River Deep, Mountain High: A Psychiatrist Eulogy for Tina Turner

Article

Saying goodbye to Tina Turner…

singer

smolaw11/AdobeStock

IN MEMORIAM

On occasion, we have made an exception to our eulogies being solely on psychiatrists. In the entertainment world, we made one for Robin Williams years back. It is time for another, one who exemplified so much of what is important for mental health, that being the legendary singer and entertainer, Tina Turner.

Her death at the age of 83 occurred about a week before our upcoming Memorial Day. For veterans like me, Memorial Day is the saddest day of the year, remembering those who died in service fighting for our country. Tina survived her own battles with brutality, escaping to become a force for freedom of the mind.

She encountered misogyny and domestic violence from her spouse and bandleader, Ike Turner. Perhaps the Ike and Tina Revue hit song “A Fool in Love” reflected what was happening behind the musical scene. After many years together in the late 1950s and 60s, she secretly escaped with virtually nothing, but rose to the heights of pop music stardom. If sound can be characterized, hers was one of overcoming emotional pain. Her singing of John Fogerty’s “Proud Mary” could easily have been called Proud Tina.

She also seemed to have some success in overcoming another of the social psychopathologies in the United States: racism. After being on the Ed Sullivan show in 1970, she become popular with both Black and white audiences. She later married her manager, became a Swiss citizen, and died near Zurich.

Overcoming poverty actually came first. She was born Anna Mae Bullock in a segregated hospital in rural Tennessee. Ike Turner named and trademarked her Tina Turner, after the fictitious Sheena, Queen of the Jungle.

Appropriately, she become known as a model of resilience, the coping strategy that I highlighted on my recent interfaith presentation on the Jewish way to resilience at the 2023 APA Annual

Meeting. Certainly, her natural singing and dancing talent helped.

However, achieving more resilience and posttraumatic growth requires more.

-It requires a revised vision, and hers, like the title of her hit song “River Deep - Mountain High,” was to emerge from the deep of her muddy personal river and set out to solo climb the mountain high.

-It requires community support, and she received that from her fans and friends.

-And, often it requires therapeutic and spiritual help. For Tina, it was the Buddhist faith, which enhanced her self-worth and one of the reasons why my colleagues and I are working on a book on the Eastern Religions, Spirituality, and Psychiatry.

Angela Bassett, who played Tina in the 1993 film “What’s Love Got to Do with It?” paid tribute with this question:

“How do we say farewell to a woman who owned her pain and trauma and used it as a means to help change the world?”

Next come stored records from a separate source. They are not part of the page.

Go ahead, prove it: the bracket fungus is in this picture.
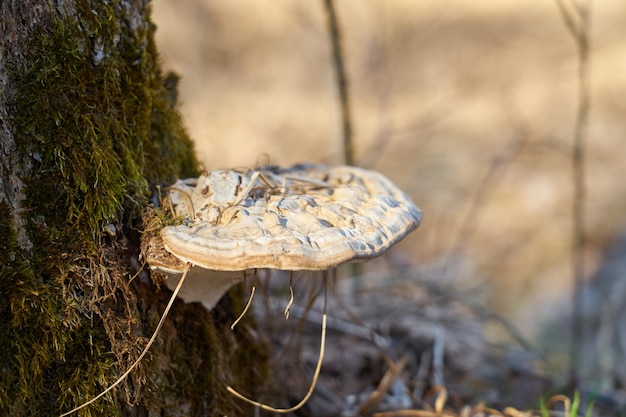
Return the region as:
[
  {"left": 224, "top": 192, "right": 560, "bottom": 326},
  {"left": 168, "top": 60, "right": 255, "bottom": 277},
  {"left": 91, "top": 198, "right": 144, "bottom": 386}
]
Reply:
[
  {"left": 63, "top": 164, "right": 422, "bottom": 416},
  {"left": 147, "top": 164, "right": 421, "bottom": 309}
]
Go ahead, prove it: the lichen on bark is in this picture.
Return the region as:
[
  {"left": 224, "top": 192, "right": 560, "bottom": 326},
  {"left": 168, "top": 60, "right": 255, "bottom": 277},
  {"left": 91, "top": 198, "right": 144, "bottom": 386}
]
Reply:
[{"left": 0, "top": 0, "right": 265, "bottom": 416}]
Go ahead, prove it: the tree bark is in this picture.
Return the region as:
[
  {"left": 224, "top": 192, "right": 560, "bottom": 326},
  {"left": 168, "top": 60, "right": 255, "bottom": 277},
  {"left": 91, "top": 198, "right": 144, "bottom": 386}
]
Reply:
[{"left": 0, "top": 0, "right": 266, "bottom": 416}]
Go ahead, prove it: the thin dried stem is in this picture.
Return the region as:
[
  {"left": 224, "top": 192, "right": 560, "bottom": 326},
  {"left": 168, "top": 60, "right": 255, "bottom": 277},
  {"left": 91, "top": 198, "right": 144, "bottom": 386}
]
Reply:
[
  {"left": 285, "top": 271, "right": 293, "bottom": 320},
  {"left": 324, "top": 0, "right": 354, "bottom": 165},
  {"left": 226, "top": 273, "right": 328, "bottom": 414},
  {"left": 230, "top": 284, "right": 256, "bottom": 330},
  {"left": 61, "top": 263, "right": 192, "bottom": 417},
  {"left": 556, "top": 0, "right": 591, "bottom": 381}
]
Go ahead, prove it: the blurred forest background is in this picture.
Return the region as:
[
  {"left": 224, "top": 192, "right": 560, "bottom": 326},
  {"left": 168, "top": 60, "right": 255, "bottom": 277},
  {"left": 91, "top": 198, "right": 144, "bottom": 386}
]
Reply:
[{"left": 153, "top": 0, "right": 626, "bottom": 410}]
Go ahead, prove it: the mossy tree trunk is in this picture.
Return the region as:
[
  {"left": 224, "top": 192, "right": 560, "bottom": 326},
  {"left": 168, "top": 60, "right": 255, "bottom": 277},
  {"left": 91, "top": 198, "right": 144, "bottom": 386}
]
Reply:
[{"left": 0, "top": 0, "right": 264, "bottom": 416}]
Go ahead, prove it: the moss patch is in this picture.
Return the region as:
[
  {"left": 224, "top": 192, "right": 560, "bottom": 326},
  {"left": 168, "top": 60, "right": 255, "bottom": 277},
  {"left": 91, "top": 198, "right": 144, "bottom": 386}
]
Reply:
[{"left": 0, "top": 0, "right": 264, "bottom": 416}]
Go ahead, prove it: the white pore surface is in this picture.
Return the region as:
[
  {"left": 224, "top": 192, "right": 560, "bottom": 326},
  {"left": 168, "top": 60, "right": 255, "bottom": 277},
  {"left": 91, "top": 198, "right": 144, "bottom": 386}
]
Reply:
[{"left": 161, "top": 165, "right": 421, "bottom": 271}]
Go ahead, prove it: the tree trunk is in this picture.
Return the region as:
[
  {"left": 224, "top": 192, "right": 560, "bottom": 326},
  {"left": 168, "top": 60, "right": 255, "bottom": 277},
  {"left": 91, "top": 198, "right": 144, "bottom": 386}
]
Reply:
[{"left": 0, "top": 0, "right": 266, "bottom": 416}]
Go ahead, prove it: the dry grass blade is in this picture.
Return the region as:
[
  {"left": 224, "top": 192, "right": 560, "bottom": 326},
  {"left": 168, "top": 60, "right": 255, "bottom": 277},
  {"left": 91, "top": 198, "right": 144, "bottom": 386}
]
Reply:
[
  {"left": 230, "top": 285, "right": 256, "bottom": 330},
  {"left": 226, "top": 274, "right": 328, "bottom": 414},
  {"left": 61, "top": 263, "right": 191, "bottom": 417}
]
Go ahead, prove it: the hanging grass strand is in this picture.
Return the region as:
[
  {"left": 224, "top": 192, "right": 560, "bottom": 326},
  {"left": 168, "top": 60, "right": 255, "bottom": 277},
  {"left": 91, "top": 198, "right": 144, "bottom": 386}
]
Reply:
[
  {"left": 61, "top": 263, "right": 192, "bottom": 417},
  {"left": 226, "top": 271, "right": 328, "bottom": 414}
]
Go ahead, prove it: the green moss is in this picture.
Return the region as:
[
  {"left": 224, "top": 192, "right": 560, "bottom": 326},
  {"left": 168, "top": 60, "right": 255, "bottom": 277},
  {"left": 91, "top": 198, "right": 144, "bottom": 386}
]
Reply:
[{"left": 0, "top": 0, "right": 264, "bottom": 416}]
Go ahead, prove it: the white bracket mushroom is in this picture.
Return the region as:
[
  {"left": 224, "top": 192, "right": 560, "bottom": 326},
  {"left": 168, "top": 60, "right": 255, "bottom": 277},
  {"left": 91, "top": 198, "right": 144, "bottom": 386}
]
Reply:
[
  {"left": 147, "top": 164, "right": 421, "bottom": 309},
  {"left": 62, "top": 165, "right": 422, "bottom": 417}
]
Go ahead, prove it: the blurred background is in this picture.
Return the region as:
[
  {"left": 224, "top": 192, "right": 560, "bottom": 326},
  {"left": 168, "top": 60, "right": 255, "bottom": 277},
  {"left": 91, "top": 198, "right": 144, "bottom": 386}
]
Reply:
[{"left": 153, "top": 0, "right": 626, "bottom": 410}]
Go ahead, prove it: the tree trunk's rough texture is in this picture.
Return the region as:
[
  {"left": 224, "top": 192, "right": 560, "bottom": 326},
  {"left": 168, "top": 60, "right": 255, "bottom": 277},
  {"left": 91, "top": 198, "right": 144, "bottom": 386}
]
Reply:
[{"left": 0, "top": 0, "right": 264, "bottom": 416}]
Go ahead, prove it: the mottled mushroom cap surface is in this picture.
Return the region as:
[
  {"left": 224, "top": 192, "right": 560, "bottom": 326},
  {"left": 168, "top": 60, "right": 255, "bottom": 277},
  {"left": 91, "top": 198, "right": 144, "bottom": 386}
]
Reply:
[{"left": 161, "top": 165, "right": 421, "bottom": 271}]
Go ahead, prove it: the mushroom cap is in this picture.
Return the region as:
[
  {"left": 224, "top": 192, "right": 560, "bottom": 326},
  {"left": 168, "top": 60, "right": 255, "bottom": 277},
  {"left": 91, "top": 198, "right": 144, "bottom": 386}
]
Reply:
[{"left": 161, "top": 164, "right": 421, "bottom": 271}]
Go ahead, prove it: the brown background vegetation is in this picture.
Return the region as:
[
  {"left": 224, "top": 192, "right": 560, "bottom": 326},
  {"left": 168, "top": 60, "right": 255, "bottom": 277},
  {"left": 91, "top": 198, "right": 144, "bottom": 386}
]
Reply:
[{"left": 154, "top": 0, "right": 626, "bottom": 350}]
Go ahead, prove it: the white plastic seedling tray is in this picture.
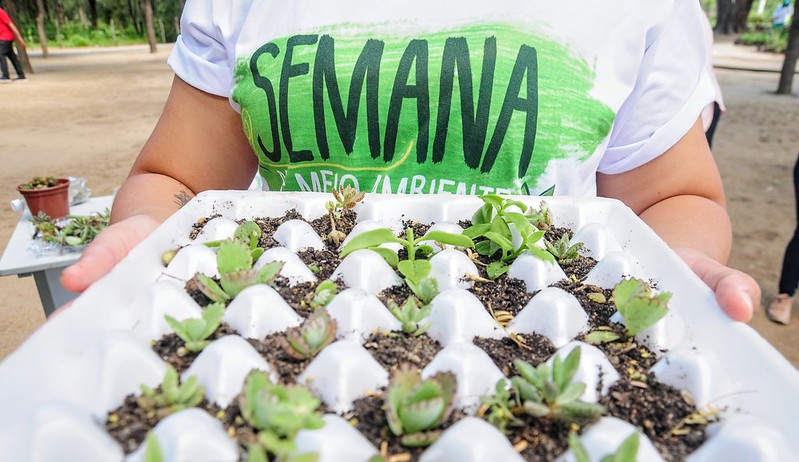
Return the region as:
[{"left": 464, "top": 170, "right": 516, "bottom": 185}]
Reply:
[{"left": 0, "top": 191, "right": 799, "bottom": 462}]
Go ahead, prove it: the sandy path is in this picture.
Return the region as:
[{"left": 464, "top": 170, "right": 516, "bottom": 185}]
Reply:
[{"left": 0, "top": 46, "right": 799, "bottom": 365}]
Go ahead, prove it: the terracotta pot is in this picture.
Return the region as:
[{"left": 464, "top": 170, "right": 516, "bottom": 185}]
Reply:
[{"left": 17, "top": 178, "right": 69, "bottom": 218}]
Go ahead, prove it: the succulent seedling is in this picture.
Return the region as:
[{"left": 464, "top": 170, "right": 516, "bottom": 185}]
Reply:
[
  {"left": 164, "top": 303, "right": 225, "bottom": 353},
  {"left": 305, "top": 279, "right": 338, "bottom": 309},
  {"left": 239, "top": 370, "right": 325, "bottom": 462},
  {"left": 136, "top": 365, "right": 205, "bottom": 420},
  {"left": 511, "top": 348, "right": 605, "bottom": 423},
  {"left": 569, "top": 431, "right": 641, "bottom": 462},
  {"left": 282, "top": 310, "right": 336, "bottom": 360},
  {"left": 383, "top": 366, "right": 456, "bottom": 447},
  {"left": 586, "top": 278, "right": 671, "bottom": 344},
  {"left": 340, "top": 228, "right": 474, "bottom": 301},
  {"left": 544, "top": 234, "right": 585, "bottom": 266},
  {"left": 478, "top": 379, "right": 524, "bottom": 434},
  {"left": 525, "top": 201, "right": 552, "bottom": 231},
  {"left": 463, "top": 194, "right": 555, "bottom": 279},
  {"left": 387, "top": 297, "right": 432, "bottom": 336},
  {"left": 195, "top": 239, "right": 283, "bottom": 303},
  {"left": 31, "top": 209, "right": 111, "bottom": 247},
  {"left": 325, "top": 186, "right": 365, "bottom": 245}
]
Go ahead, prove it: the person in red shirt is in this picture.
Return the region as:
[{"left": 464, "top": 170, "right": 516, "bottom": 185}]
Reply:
[{"left": 0, "top": 8, "right": 25, "bottom": 83}]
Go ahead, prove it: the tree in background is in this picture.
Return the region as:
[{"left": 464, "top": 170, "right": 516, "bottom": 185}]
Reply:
[{"left": 777, "top": 0, "right": 799, "bottom": 95}]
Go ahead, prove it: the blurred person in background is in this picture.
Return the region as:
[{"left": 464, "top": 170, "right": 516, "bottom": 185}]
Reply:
[
  {"left": 0, "top": 8, "right": 25, "bottom": 83},
  {"left": 766, "top": 152, "right": 799, "bottom": 324}
]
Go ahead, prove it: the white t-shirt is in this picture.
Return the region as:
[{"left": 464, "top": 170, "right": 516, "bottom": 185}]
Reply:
[{"left": 169, "top": 0, "right": 713, "bottom": 195}]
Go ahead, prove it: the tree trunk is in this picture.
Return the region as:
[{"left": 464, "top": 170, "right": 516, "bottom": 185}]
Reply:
[
  {"left": 732, "top": 0, "right": 755, "bottom": 33},
  {"left": 6, "top": 0, "right": 33, "bottom": 74},
  {"left": 715, "top": 0, "right": 732, "bottom": 35},
  {"left": 89, "top": 0, "right": 97, "bottom": 29},
  {"left": 777, "top": 0, "right": 799, "bottom": 95},
  {"left": 36, "top": 0, "right": 50, "bottom": 58},
  {"left": 142, "top": 0, "right": 158, "bottom": 53}
]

Our profession’s answer must be found deep in the raging rivers of our patients and our society to learn how to climb and conquer the mountains of personal and social psychopathologies, like Tina Turner did in her lifetime. If you need any more inspiration to do so, just watch the YouTube video of her spontaneously singing “River Deep - Mountain High,” which closed the 1989 Rock ’N Roll Hall of Fame Induction Ceremony. As the song lyrics say: “My oh my.”

Dr Moffic is an award-winning psychiatrist who has specialized in the cultural and ethical aspects of psychiatry. A prolific writer and speaker, he received the one-time designation of Hero of Public Psychiatry from the Assembly of the American Psychiatric Association in 2002. He is an advocate for mental health issues related to climate instability, burnout, Islamophobia, and anti-Semitism for a better world. He serves on the Editorial Board of Psychiatric Times.